These boxplots show the variability as well as central tendency of the distributions of outcomes for each team in the regular season. There seems to be less variability in end-of-season results than might have been expected, but this does make sense in light of the proportion of games that remained to be played. Each team was beginning from a set starting point and only adding a bit of variability from there. I do think it is interesting to see the differences in performance between the different divisions, with Boston in the Atlantic division getting up to about 125 points on the season, which is almost unheard of, while the top team in the Pacific division, Vegas, not even reaching 110 points in its best season. I think this is something that fans definitely notice, especially going into the playoffs, with teams in certain divisions having to fight harder for playoff slots than teams in weaker divisions.

For regular season performance, I also examined the frequency of each team winning the Presidents’ Trophy, which is awarded to the team with the most points at the end of the regular season.
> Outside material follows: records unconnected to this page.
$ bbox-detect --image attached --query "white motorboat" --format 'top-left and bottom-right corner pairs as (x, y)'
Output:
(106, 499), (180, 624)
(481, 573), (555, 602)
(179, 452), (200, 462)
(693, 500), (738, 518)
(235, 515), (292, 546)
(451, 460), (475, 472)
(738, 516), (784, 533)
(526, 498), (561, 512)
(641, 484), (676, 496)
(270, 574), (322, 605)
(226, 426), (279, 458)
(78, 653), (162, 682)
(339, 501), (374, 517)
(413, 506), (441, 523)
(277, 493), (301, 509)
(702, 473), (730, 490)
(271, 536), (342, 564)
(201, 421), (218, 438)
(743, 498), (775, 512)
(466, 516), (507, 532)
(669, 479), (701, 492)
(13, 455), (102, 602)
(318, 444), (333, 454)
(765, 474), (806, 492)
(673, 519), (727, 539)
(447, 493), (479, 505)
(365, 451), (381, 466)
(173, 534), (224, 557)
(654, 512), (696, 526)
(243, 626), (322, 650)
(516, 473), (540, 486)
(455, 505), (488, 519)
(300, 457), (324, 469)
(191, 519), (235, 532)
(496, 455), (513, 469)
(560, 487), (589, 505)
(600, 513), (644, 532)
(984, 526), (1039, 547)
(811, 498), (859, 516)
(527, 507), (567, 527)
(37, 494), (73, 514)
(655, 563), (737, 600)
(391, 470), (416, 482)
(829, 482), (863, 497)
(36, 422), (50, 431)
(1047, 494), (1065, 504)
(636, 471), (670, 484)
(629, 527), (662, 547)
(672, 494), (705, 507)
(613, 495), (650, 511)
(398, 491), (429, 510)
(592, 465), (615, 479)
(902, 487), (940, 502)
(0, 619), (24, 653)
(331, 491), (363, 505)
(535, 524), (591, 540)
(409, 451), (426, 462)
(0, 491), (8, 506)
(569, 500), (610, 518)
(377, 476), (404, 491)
The number of simulated seasons is taken out of the 10,000 iterations.

Figure 4. Frequency of ranking first overall in points in the regular season by team

Figure 4 is quite interesting because it reveals that there is less variability in the results of the regular season simulation than I would have expected. Reflecting on this, though, there were only about 10 games (up to 13) remaining in the season at the time of the cancellation. This means that teams had already earned most of their points for the season, and standings were relatively set by that time. Examining the points and standings as of March 11, the day before the suspension of the season, Boston was at the top of the league, with 100 points, while the number two slot was occupied by St. Louis, with only 94 points. Judging from this, Boston was poised to win the Presidents’ trophy as of mid-March, regardless of the outcome of the rest of the season. Thinking this way, it is less surprising that there were only a few iterations of the simulation in which other teams ranked first overall rather than Boston. The other teams that ever made it to that spot were St. Louis, Colorado, and Tampa, which were the top four teams at the time of the season suspension. In conclusion, we can be relatively confident that Boston would have finished the season at the top of the whole league, positioning themselves well going into the playoffs.

Moving into assessing the playoff simulations, I wanted to see how frequently different teams made the playoffs, and how far they made it through the rounds. I created a graph counting the number of simulations in which each team made it to the first round, second round, third round, and fourth and final round, as well as how many times they won the Stanley Cup. Counts are once again out of 10,000 simulated seasons

Figure 5. Simulated frequency of making the playoffs and frequency of playoff outcomes by team.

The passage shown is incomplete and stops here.